B. B. King: Mr. Blues

B. B. KING: MR. BLUES (1963)

1) Young Dreamers; 2) By Myself; 3) Chains Of Love; 4) A Mother's Love; 5) Blues At Midnight; 6) Sneakin' Around; 7) On My Road Of Honor; 8) Tomorrow Night; 9) My Baby's Comin' Home; 10) Guess Who; 11) You Ask Me; 12) I'm Gonna Sit In 'Til You Give In.

Six of one, half dozen of another; what is the deep sense of changing labels if you keep doing the same old shit? On most of his first album for ABC Records, «Mr. Blues» does not even pick up the guitar; instead, once again they try to market him as a soulful crooner, meaning that the fans will be forced to sit through the orchestrated garbage of 'Young Dreamers' and 'A Mother's Love' in order to get to the scraps of 'Blues At Midnight', the only real blues number on the record with a strong guitar solo (and, ironically, also King's best vocal performance).

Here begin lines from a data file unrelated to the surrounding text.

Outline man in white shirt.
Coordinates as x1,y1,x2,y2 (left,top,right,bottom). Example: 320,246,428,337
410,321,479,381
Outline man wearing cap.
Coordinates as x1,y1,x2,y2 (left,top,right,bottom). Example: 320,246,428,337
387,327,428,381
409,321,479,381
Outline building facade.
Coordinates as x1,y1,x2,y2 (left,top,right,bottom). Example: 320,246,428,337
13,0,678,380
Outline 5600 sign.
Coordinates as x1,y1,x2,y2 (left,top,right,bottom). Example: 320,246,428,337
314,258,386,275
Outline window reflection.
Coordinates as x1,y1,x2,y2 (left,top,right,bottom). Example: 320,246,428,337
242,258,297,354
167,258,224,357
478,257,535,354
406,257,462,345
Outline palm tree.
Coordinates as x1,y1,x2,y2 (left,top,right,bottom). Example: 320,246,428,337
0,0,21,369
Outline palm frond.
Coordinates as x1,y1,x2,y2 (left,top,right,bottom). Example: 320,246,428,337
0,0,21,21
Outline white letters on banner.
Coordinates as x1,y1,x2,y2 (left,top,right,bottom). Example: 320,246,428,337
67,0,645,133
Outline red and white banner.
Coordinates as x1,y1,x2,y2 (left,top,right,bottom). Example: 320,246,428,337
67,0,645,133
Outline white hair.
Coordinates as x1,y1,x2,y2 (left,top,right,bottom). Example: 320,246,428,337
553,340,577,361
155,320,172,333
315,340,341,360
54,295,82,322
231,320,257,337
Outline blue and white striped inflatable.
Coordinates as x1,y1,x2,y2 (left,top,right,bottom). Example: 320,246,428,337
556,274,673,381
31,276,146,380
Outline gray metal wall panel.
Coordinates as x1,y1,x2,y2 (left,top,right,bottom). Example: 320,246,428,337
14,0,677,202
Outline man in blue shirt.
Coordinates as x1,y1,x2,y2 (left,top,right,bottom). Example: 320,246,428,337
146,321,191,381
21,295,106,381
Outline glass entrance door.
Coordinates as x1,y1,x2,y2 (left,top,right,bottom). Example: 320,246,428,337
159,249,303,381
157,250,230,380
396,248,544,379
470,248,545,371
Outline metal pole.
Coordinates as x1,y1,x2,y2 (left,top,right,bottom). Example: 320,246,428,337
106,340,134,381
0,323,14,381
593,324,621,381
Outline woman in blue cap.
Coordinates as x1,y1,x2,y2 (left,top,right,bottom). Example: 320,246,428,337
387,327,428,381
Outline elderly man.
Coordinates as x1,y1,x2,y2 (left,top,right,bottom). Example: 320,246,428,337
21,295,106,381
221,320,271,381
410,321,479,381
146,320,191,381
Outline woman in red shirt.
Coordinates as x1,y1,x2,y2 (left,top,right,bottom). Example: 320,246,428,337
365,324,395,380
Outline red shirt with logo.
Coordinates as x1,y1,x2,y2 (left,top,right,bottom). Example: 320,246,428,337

If there is some sort of saving grace, it is a feeling of diversity which, for the most part, had been lacking on the Crown albums. One hardcore blues number, three or four rotten ballads, a couple slow-paced R'n'B shouters, some boogie — for B. B.'s usual range this is quite a kaleidoscope. And when he is not pulling an (already sold out) Lonnie Johnson on 'Tomorrow Night', trying to outsweeten the sweetness of the strings, he is pulling a much more effective Big Joe Turner on 'Chains Of Love' (a conscious attempt at repeating the success of the near-identical 'Sweet Six­teen'), or rocking his socks off on 'My Baby's Comin' Home', where the Maxwell Davis Orchestra blends in with his guitar playing to near-perfection.

These are the good points — but it is evident that they do not outweigh the bad ones, at the very least, there is nothing whatsoever on Mr. Blues to suggest that King's future career would be so radically different from his first decade of hits and misses. At the very least, Mr. Blues shows quite clearly that his creative growth would owe much more to changing expectations and shif­ting public tastes than to any particularities in his record contract. In short, God bless the Sixties (which, to make this point clear, had not yet begun in 1963).